Names and locations (geographic coordinates) of the dairy farms and relative abundance of the most common phyla as revealed by 16S rRNA gene sequencing analysis. The map was constructed using ArcMap 10.0 software (Esri, Redlands, CA).

https://doi.org/10.1371/journal.pone.0139111.g002

Conventional Microbiological Methods

Culture on blood agar plates (Hylab, Rehovot, Israel) was used to demonstrate the presence of viable and culturable microbes in the disrupted biofilms. Pellet resuspended in PBS was swabbed on agar plates which were incubated for 24 h at 37°C. Suspect isolates for C. pseudotuberculosis and D. congolensis were tested with the API-Coryne system (API-bioMerieux) as previously described [22], and as described in [11, 23], respectively.

Microscopy

Fluorescence microscopy was used to visualize the sprinkler biofilms' microbes. Pellet of disrupted biofilms was swabbed on a glass slide and stained with Acridine orange (5 μg/mL, Sigma, Rehovot, Israel) for 5 min at room temperature. Microbes were visualized and imaged with a Nikon Eclipse E400 epifluorescence microscope and an Olympus DP70 camera.

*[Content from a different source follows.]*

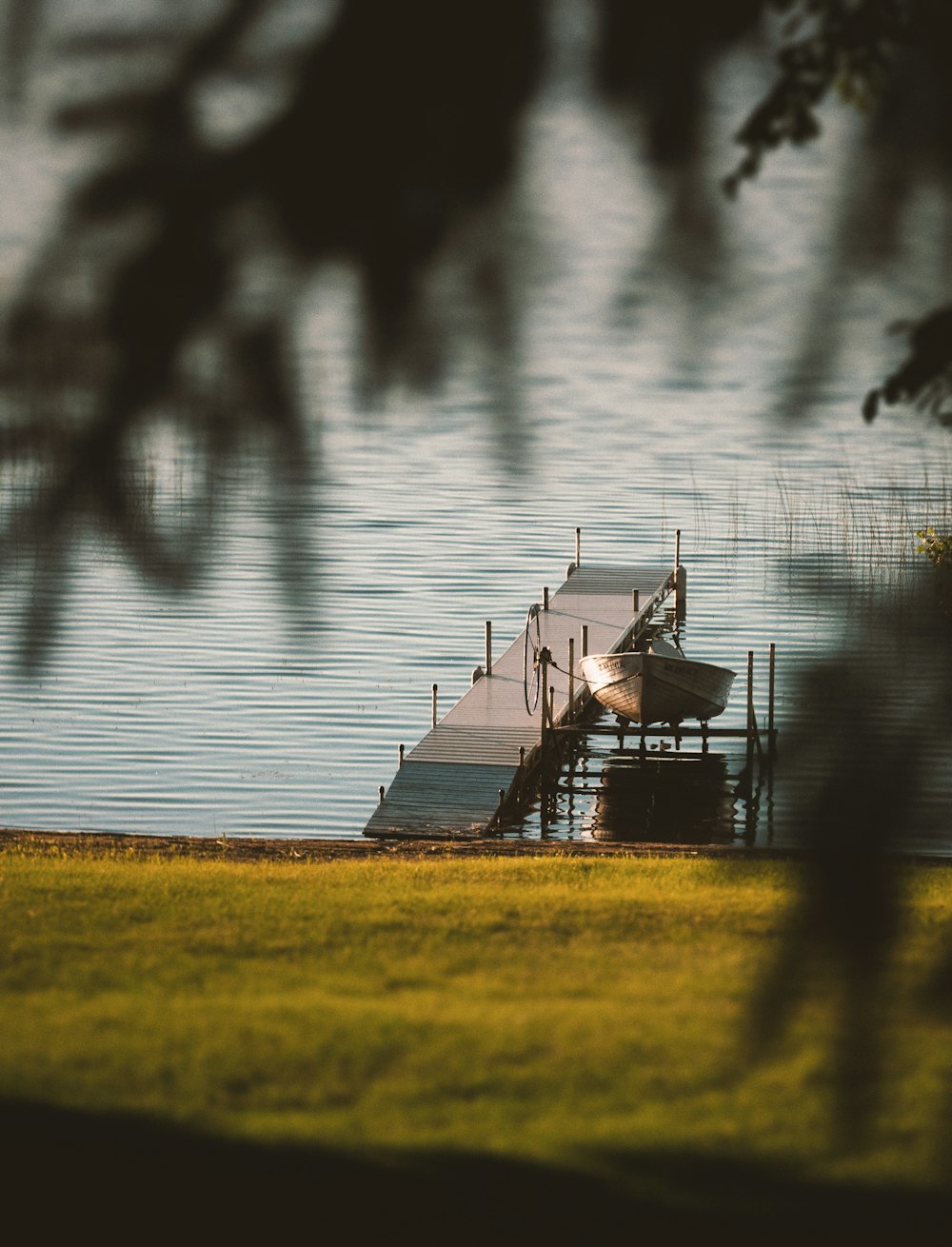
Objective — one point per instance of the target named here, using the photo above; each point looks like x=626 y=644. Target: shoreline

Total DNA Extraction and Sequencing

Total DNA was extracted from 1 mL of homogenate using a PowerBiofilm DNA Isolation Kit (MO BIO Laboratories, Inc., Carlsbad, CA) in accordance with the manufacturer’s instructions.

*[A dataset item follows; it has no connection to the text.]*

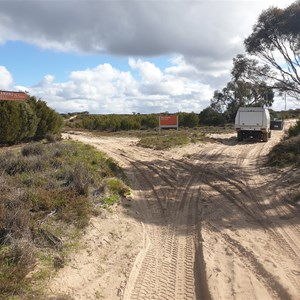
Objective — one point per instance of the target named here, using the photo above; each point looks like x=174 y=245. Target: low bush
x=286 y=153
x=44 y=188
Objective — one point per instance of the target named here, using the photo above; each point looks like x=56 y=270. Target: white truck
x=253 y=122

To identify the microbial constituents of the biofilms, 16S rRNA bacterial tag-encoded FLX amplicon pyrosequencing was performed using the Roche 454 sequencing system as previously described [24]. Amplicons originating from the V1–V3 region (27F– 5' GAG TTT GAT CNT GGC TCA G 3' to 519R 5' GTN TTA CNG CGG CKG CTG 3', numbered in relation to the E. coli 16S rRNA gene), were sequenced.

16S rRNA Gene Sequencing Analysis

The 16S rRNA gene sequences (average read length 405 bp) were obtained from a 454 Titanium sequencer (MrDNA, Shallowater, TX). All reads were processed using MOTHUR v1.24 [25]. First, Fasta and quality data were extracted from the raw SFF file. Sequences were grouped according to barcode and primer, allowing one mismatch to the barcode and two mismatches to the primer. Quality control, trimming and de-noising were performed as outlined in the standard MOTHUR 454 protocol (http://www.mothur.org/wiki/454_SOP). All sequences were aligned to the SILVA reference alignment database [25], and filtered so that they all overlap perfectly (with no overhang). To further reduce sequencing errors, sequences were pre-clustered based on the algorithm of Huse et al. [26]. Finally, chimeric reads were removed with MOTHUR’s implementation of the UCHIME method [27], and all chloroplast, mitochondria, and ‘unknown’ (i.e. unclassified at the kingdom level) reads were deleted. This filtering process left ~50% of the sequences, with an average read length of 242 bp.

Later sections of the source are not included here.